The U.S. Labor Department’s Bureau of Labor Statistics (BLS) just published data as of August 2016 on detailed insurance industry employment, and the Insurance Information Institute (I.I.I.) website contains updated multi-decade trend data in chart form. (The insurance industry/sector-specific data are not seasonally adjusted and are one month behind the national data; accordingly, the report released on October 7 provides national data for September 2016 and industry/sector-specific data for August 2016.) Data for the last few months are preliminary and are often revised later, but revisions are usually small. The I.I.I.’s slides show employment trends for property/casualty (P/C), life/annuity, health (mainly medical expense) insurers, and reinsurers, agents & brokers, independent claims adjusters, and third-party administrators.
In August 2016, on a year-over-year basis, employment in most segments of the insurance industry was up by roughly 2 percent.
For the 12 months ending in August 2016, P/C carrier employment rose by 10,500 (+2.0 percent) to 524.700. However, in just the month of August (vs. July), P/C carrier employment fell by 2,900. This last result should not be surprising, as P/C carrier employment fell in 14 of the 27 Augusts since 1990, including all six of them from 2011 through 2016. The month of September likely will not provide any relief from this pattern, with P/C carrier employment falling in 13 of the 26 Septembers since 1990.

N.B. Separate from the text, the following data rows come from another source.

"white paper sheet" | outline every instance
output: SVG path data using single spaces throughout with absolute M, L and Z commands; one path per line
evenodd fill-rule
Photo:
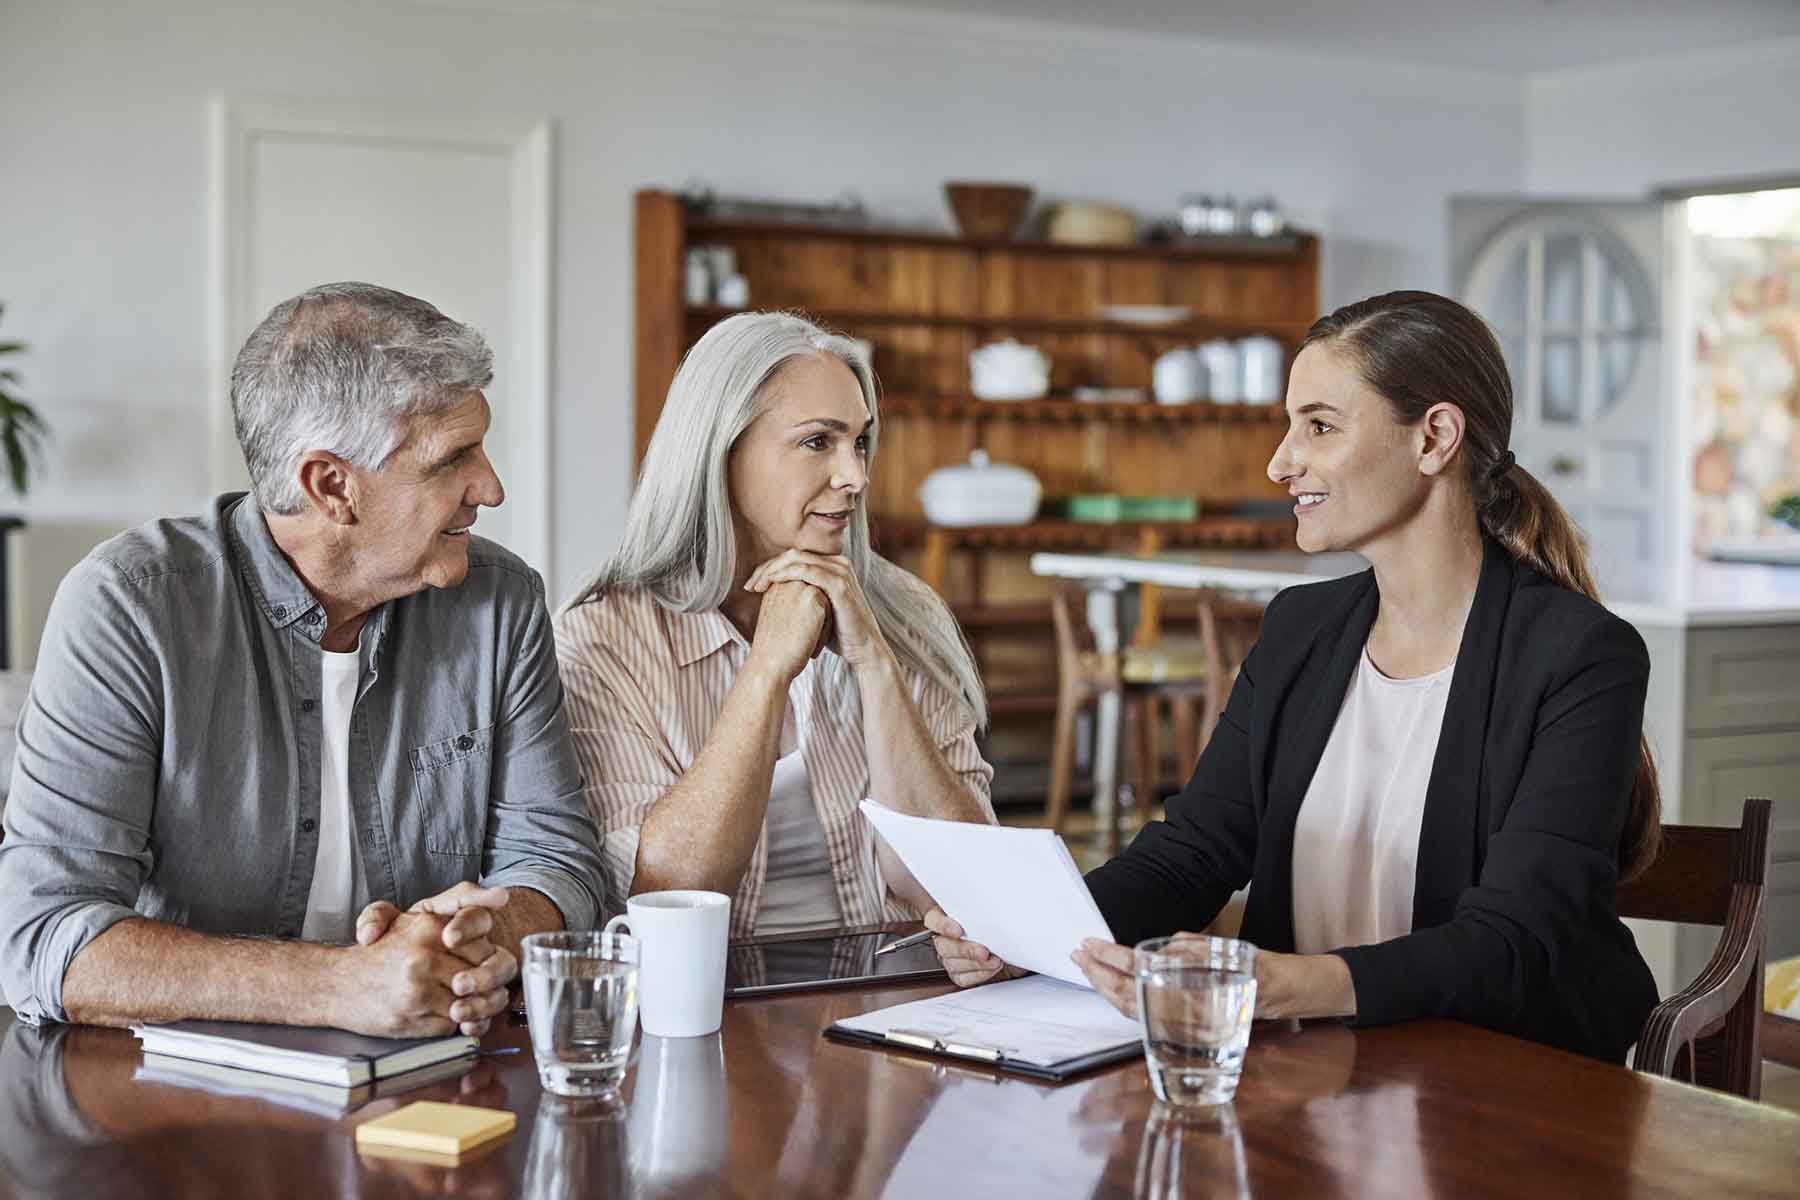
M 873 800 L 862 811 L 969 940 L 1027 971 L 1091 986 L 1069 955 L 1082 938 L 1112 941 L 1112 931 L 1054 831 L 909 817 Z
M 1098 992 L 1042 976 L 896 1004 L 838 1025 L 884 1037 L 895 1029 L 926 1033 L 1044 1067 L 1140 1037 L 1138 1023 L 1120 1016 Z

Employment by life/annuity carriers rose in August 2016 vs. August 2015 (up 6,500, or +2.0 percent) to 335,800. Since March 2006 (when a reclassification between life/annuity and health carriers ended), employment in the life/annuity segment has generally been falling. It was 366,500 in March 2006 and reached a bottom in March 2015, at 318,500. It has been generally rising since then (up 3,700 in June 2016 alone), so that from March 2015 to date the segment has gained 17,300 jobs.
The health carrier segment has been gaining jobs quite steadily for decades. In August 2016 vs. August 2015 it rose sharply (up 20,500, or 3.9 percent) to 549,300. At least some of this growth is undoubtedly connected with the flood of health insurance applications, purchases, and claims attributable to the Affordable Care Act, and some to population growth, but it is important to acknowledge that this rate of growth has been characteristic of this sector for decades—long before the ACA was proposed.
The agent/broker segment gained 10,900 jobs in August 2016 vs. August 2015 (up 1.4 percent) to 774,400. Employment growth in this category in the last three years has been extremely strong. In July 2012 this segment employed 660,700, so that in 49 months, employment rose by 113,700, or 17.1 percent. More granularly, employment rose by 31,600 in 2013, by 52,300 in 2014, and by 26,600 in 2015. However, the spurt might be ending: with eight months of 2016 in, employment in this segment is up only 400.
Among the smaller industry segments, reinsurance carrier employment in the U.S. fell in August 2016 vs. August 2015 (down 700, or 2.7 percent) to 25,000. Employment at independent claims-adjusting firms on a year-over-year basis for August 2016 rose by 2,200 (3.9 percent) to 58,400. Year-over-year employment in the category of third-party administration of insurance funds rose by 1,900 (1.1 percent) to 176,100. This category has grown quite steadily for over two decades, though not as fast as employment at medical expense insurers. It was set back slightly by the Great Recession, but has generally added jobs since then.